Valery Gergiev zaubert erst bei Wagners "Parsifal"

Von Egbert Tholl

Das Festival beginnt überfallartig am Freitagabend. Valery Gergiev stürzt die Münchner Philharmoniker in Prokofjews erste Symphonie; der erste Satz ist ein Erlebnis von hoher Spontanität, sehr al fresco, von einer Eile, die er im vierten Satz noch steigern wird. Bis man leicht verdattert gewahr wird, was hier eigentlich gespielt wird, ist das Stück schon wieder vorbei. Ein scharfer Teaser für das, was an diesem Wochenende in Sachen Prokofjew noch kommen wird - alle Symphonien, alle Klaviersonaten. Auf den Prokofjew folgt ein gänzlich überflüssiges Erlebnis: Der 15-jährige Daniel Lozakovich spielt den Solopart in Mozarts fünftem Violinkonzert A-Dur. Er hat einen schönen, sanglichen, eher dünnen Geigenton, doch um Musik zu machen, muss er erst noch lieben, leiden, leben. Vielleicht könnte es interessant sein, ihn in zehn Jahren zu hören. Im Jetztzustand ist er ein hochtrainiertes Kind, das nichts zu sagen hat. Natürlich wird seine virtuose Kreisler-Zugabe bejubelt; das werden Zirkuskunststücke immer.

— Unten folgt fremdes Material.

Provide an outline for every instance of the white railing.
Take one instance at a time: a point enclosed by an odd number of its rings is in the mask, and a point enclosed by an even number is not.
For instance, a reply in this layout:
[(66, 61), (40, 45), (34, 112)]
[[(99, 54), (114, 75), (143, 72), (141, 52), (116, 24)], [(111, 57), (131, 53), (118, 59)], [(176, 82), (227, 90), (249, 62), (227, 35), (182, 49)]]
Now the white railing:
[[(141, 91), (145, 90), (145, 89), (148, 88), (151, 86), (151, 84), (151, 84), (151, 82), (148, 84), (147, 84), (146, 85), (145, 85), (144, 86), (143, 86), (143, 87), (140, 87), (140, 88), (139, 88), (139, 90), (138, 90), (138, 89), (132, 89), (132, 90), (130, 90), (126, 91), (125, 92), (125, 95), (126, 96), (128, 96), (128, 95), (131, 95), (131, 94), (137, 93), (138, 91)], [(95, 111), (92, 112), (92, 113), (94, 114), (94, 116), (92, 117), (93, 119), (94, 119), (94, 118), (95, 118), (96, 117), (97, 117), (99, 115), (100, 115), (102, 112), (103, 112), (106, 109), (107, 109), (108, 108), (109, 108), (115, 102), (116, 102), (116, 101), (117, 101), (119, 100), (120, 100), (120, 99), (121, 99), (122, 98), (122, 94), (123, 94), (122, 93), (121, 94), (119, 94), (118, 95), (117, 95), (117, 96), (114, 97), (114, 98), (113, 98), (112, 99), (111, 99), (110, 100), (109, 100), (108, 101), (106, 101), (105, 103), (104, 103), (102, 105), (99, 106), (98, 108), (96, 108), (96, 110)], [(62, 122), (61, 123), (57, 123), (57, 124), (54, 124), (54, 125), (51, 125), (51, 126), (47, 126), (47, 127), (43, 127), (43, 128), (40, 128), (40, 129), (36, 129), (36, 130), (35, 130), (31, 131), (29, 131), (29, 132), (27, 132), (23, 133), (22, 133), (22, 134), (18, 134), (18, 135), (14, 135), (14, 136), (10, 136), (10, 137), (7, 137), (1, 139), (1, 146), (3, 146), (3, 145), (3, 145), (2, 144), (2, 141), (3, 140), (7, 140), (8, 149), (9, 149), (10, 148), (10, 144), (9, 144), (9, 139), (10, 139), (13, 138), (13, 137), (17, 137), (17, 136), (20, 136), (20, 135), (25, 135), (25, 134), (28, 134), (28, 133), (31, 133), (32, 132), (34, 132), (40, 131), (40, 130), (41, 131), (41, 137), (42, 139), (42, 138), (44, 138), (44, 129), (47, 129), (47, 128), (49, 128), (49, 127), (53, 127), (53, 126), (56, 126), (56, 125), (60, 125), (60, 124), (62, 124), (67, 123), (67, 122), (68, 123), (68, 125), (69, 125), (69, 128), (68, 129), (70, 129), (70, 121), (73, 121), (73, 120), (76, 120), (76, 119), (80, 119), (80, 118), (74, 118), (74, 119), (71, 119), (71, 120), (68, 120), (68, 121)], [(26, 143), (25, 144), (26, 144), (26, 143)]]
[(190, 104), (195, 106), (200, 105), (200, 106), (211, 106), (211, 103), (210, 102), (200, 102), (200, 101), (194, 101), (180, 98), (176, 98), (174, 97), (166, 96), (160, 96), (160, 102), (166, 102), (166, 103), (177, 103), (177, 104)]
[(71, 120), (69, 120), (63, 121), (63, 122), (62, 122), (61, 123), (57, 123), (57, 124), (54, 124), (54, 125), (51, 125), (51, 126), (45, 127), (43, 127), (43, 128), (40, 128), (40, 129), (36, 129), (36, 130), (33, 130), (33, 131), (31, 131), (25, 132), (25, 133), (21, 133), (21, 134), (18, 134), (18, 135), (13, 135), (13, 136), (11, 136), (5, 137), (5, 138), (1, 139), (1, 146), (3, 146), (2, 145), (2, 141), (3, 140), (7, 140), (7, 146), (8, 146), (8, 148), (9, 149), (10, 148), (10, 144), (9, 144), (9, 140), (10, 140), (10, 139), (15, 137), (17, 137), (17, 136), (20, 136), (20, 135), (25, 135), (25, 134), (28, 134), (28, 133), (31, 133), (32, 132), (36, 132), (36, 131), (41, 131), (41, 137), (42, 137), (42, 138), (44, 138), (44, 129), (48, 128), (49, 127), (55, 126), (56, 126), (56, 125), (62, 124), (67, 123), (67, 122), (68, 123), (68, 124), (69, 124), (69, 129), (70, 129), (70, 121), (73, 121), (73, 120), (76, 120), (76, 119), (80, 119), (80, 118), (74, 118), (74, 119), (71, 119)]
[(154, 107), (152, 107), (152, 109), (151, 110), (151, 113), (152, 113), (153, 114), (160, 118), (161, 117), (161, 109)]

Man fragt sich schon, weshalb Gergiev diese Lappalie vor das Ereignis gestellt hat, das dann folgt. Wagners "Parsifal", dritter Aufzug. Es ist großartig. Schon im Vorspiel zaubern die Philharmoniker eine atemberaubende Spannung, die sehr lange anhalten wird - so lange René Pape singt. Er singt den Gurnemanz, fabelhaft wie immer, mit einer Sprache wie aus Granit gemeißelt, mit menschlicher Rührung, berichtet er vom Tod Titurels, mit hoher Plastizität, erzählt er Parsifal, was dieser alles verpasst hat, während er den Gral suchte. Wie Papes Kunst und das Sehen und Zehren des Orchesters hier eins werden, das ist schon große Kunst.

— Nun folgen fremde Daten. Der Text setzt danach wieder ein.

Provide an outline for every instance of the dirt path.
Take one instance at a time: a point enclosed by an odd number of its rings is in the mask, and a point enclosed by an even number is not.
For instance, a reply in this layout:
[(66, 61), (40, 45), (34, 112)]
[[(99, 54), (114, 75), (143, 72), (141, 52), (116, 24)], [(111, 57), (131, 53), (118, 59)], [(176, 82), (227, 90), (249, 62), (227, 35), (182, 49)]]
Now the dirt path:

Aus dem Philharmonischen Chor erhebt sich Katharina Ritschel, singt "Dienen, dienen", was ihr als Kundry eine ausführliche Vita im Programmheft einbringt. So ausführlich wie die von Sergej Semishkur, der als Parsifal-Sänger engagiert wurde und mit vielleicht schöner, aber völlig unzureichender Stimme meist im Orchesterklang verschwindet. Seltsam nur: Es stört überhaupt nicht, weil die Philharmoniker alles überwölben und zusammen mit dem Chor und den Augsburger Domsingknaben schließlich für 80 Sekunden großartig schöne Erlösung sorgen, auch mit vorbereitet von Albert Dohmen, der für den erkrankten Evgeny Nikitin den Amfortas übernimmt.

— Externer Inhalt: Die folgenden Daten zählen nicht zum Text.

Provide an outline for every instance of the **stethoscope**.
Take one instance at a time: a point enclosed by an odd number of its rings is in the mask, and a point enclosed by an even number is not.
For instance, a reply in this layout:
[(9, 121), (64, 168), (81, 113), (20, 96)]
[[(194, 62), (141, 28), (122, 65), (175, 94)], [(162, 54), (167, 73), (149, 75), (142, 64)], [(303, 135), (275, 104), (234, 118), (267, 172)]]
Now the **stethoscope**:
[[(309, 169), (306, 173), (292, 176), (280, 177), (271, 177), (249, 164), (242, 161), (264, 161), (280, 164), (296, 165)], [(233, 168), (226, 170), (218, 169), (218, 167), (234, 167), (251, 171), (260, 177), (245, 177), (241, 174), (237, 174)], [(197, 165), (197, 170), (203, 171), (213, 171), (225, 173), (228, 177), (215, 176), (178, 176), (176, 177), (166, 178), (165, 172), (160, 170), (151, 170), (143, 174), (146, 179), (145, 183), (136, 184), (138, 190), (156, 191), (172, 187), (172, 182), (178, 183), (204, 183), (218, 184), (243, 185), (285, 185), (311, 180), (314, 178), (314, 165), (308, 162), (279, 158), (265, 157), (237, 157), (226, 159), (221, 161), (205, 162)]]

Zum Zeitpunkt seines Auftritts hat Gergiev mit seinen Munich Philharmonows die lange währende Spannung in ein Fest der klanglichen Überwältigung gewandelt. Eine Stunde und 18 Minuten braucht er für den dritten Aufzug, das ist nicht gerade eilig, aber es hält. Nichts fällt auseinander, und von diesem Glück, Wagner konzertant, kann er in Zukunft ruhig mehr erschaffen.